Sunday, June 17, 2018

SELFIE; BOOK REVIEW


SELFIE is a defining book for understanding the way the world is at the moment and why human beings are the way they are in the early twenty-first century.

In this year, when the most narcissistic person ever elected to high office is running the most powerful country in the world, Selfie aims to look at the concept of “the self”, where it comes from and why the western world is so self-obsessed.


Greece

The writer, Will Storr, begins back in Ancient Greece. It was here that the idea of perfectionism first took hold; a person was capable of perfecting themselves by their own efforts. The Greek myths all feature heroes and heroines who stand or fall by their own actions. Storr says that we have inherited this tendency to self-mythologize… “the brain is a storyteller and it’s also a hero-maker – and the hero that it makes is you.”

We tell ourselves stories that paint ourselves in the best light – we construct our “narrative identity” to describe to ourselves who we are.

This, he contrasts with the Eastern way of looking at the world that essentially comes from the Chinese philosopher Confucius. In Western stories, beginning right from the hero-obsessed Greeks, the goal is for the protagonist to achieve riches, the love of a beautiful woman, respect from his fellows.
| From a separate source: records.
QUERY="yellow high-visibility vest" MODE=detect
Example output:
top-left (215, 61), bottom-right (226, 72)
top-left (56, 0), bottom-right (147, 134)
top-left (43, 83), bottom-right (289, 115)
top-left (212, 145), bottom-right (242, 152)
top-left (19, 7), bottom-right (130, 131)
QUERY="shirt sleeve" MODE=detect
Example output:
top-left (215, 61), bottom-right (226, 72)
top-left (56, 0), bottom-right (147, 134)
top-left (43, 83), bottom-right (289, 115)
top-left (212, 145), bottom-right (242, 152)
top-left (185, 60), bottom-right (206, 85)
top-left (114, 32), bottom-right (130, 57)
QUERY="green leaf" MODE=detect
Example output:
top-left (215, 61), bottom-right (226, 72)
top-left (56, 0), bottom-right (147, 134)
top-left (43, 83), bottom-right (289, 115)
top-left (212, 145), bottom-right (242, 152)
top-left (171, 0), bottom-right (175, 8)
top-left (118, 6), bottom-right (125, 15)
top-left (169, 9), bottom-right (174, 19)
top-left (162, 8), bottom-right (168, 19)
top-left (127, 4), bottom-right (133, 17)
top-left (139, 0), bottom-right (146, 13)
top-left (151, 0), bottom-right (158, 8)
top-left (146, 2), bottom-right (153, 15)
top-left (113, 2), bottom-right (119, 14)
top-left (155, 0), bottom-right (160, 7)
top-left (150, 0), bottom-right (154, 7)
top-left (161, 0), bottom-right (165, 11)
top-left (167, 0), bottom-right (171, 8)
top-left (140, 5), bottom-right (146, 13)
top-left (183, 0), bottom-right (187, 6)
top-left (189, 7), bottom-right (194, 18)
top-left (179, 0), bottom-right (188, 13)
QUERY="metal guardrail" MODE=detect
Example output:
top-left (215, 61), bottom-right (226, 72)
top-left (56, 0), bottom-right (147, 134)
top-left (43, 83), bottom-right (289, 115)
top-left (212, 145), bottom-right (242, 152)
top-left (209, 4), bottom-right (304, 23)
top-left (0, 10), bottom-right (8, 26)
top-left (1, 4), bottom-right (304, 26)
In stories from Asia, the goal at the end of their stories is “harmony”. There is no great lesson at the end of a story, no profound conclusion, the reader or listener is invited to view the narrative from various perspectives. And if there is a hero, he or she is heroic because they have sacrificed themselves for the common good.

Self-Esteem

The writer then moves on to the self-realization movement which was based in California in the 1960s and which has given us the concept of “self-esteem”. It is hard to believe, but the term “self-esteem” did not really exist before a collection of new age psychologists got together and invented it, fifty or so years ago.
Eventually, love of self was being proposed as the panacea that would cure all of society’s ills. Promoting self-esteem was seen as the thing that would prevent all kinds of psychological and social problems.

However, it turned out that promoting self-esteem among people was not always of benefit. Some people had naturally high self-esteem anyway, and promoting this just led to that most modern – and most Greek – of failings: narcissism. Too much self-esteem makes people self-obsessed and narcissistic.

Moreover, one of the key points that the book makes is that “there is no authentic self.” Will Storr undermines the whole self-esteem movement and the neo-liberal preoccupation with self-reliance by quoting Professor Bruce Hood, who says that “we actually contain a collection of bickering and competing selves.” He goes on to claim that there is no pure, god-like core to each one of us; “the ‘I’ is not one, it is many.”

Neo-liberalism

The book continues on a journey up until the modern day; through Ayn Rand and the Neoliberal political movement that is so
Ayn Rand
influenced by her writings – government interference in society is malign, individuals should be left to manage their own affairs – as Margaret Thatcher famously said, “there is no such thing as society.”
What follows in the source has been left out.